Tremor

Tremor is an event processing runtime written in Rust for high-throughput data pipelines. Originally built at Wayfair for observability workloads (logs, metrics, traces).

Current version: 0.12.0 (as of 2024)

Not distributed: Single-node runtime. Scale horizontally by running multiple instances with partitioned input.

No company: Open source project, no managed service. Deploy yourself (EC2, K8s, bare metal).

Two-Language System

1. tremor-script - Data transformation language

Compiles to custom bytecode
Runs in embedded VM written in Rust
JSON-like syntax with pattern matching
Used for: filtering, transforming, enriching events

2. tremor-query (Troy) - Pipeline topology language

Compiles to Rust operator graph (no VM)
Declarative flow definition
Used for: connecting components, defining routing

Relationship: Troy defines what connects to what, tremor-script defines what to do with data.

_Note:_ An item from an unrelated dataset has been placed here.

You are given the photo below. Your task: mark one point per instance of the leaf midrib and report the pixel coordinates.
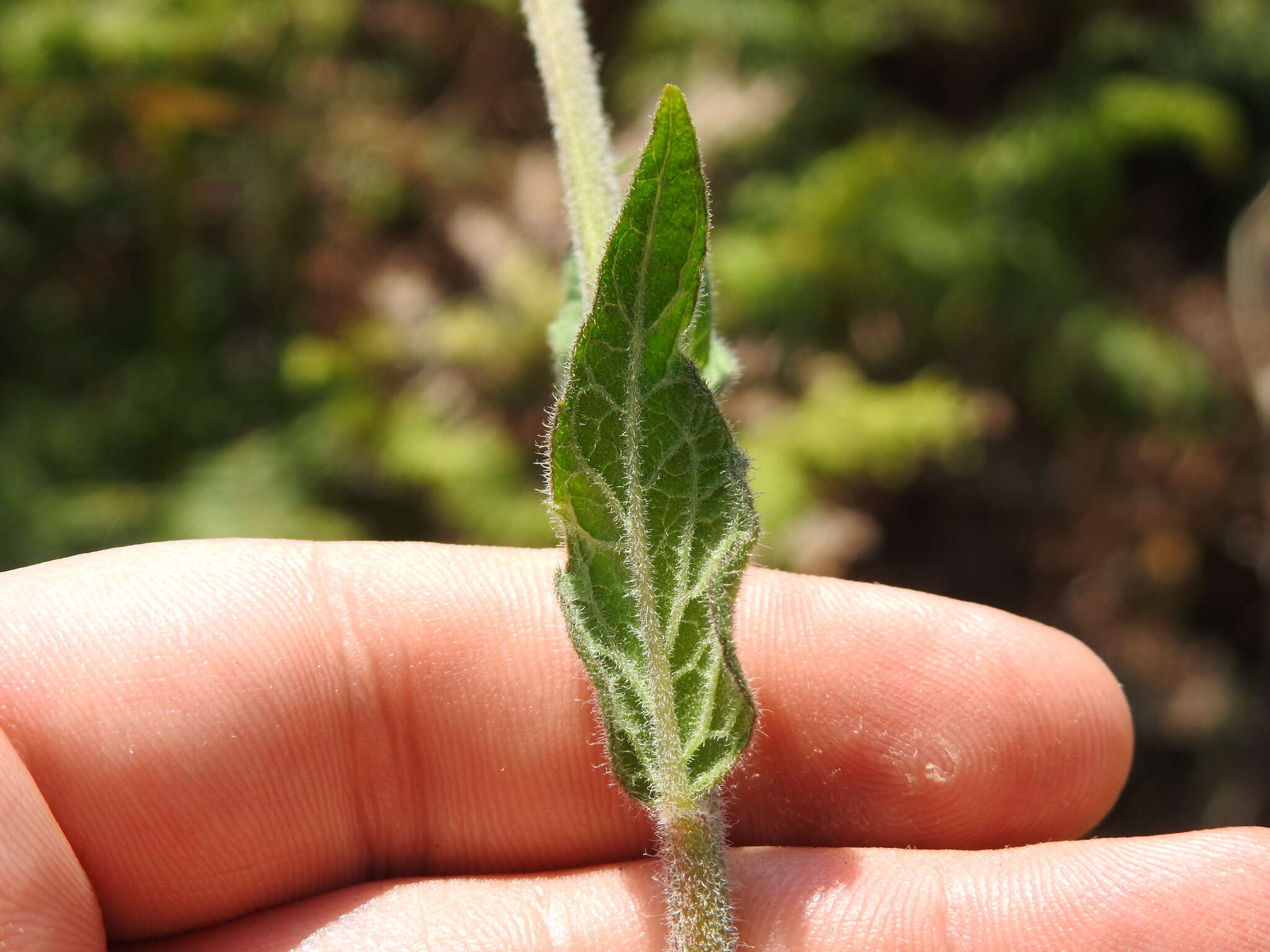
(671, 787)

The tremor-script VM Architecture

Why a VM?

Tremor needs to execute user-defined transformation logic with these requirements:

Hot reload - Update scripts without restarting runtime
Sandboxing - Limit resource usage (CPU, memory, recursion)
Safety - User scripts can’t crash the runtime
Dynamic typing - JSON data has no static schema
Performance - Fast enough for high-throughput pipelines

Why not alternatives:

Direct Rust compilation: Can’t hot reload, unsafe
Rhai/Lua: Too general-purpose, not optimized for JSON
WASM: Serialization overhead, less mature in 2018
Custom VM: Optimized for exact use case ✓

VM is Not a Separate Process

The VM is a Rust module within the same process. No separate process, no IPC.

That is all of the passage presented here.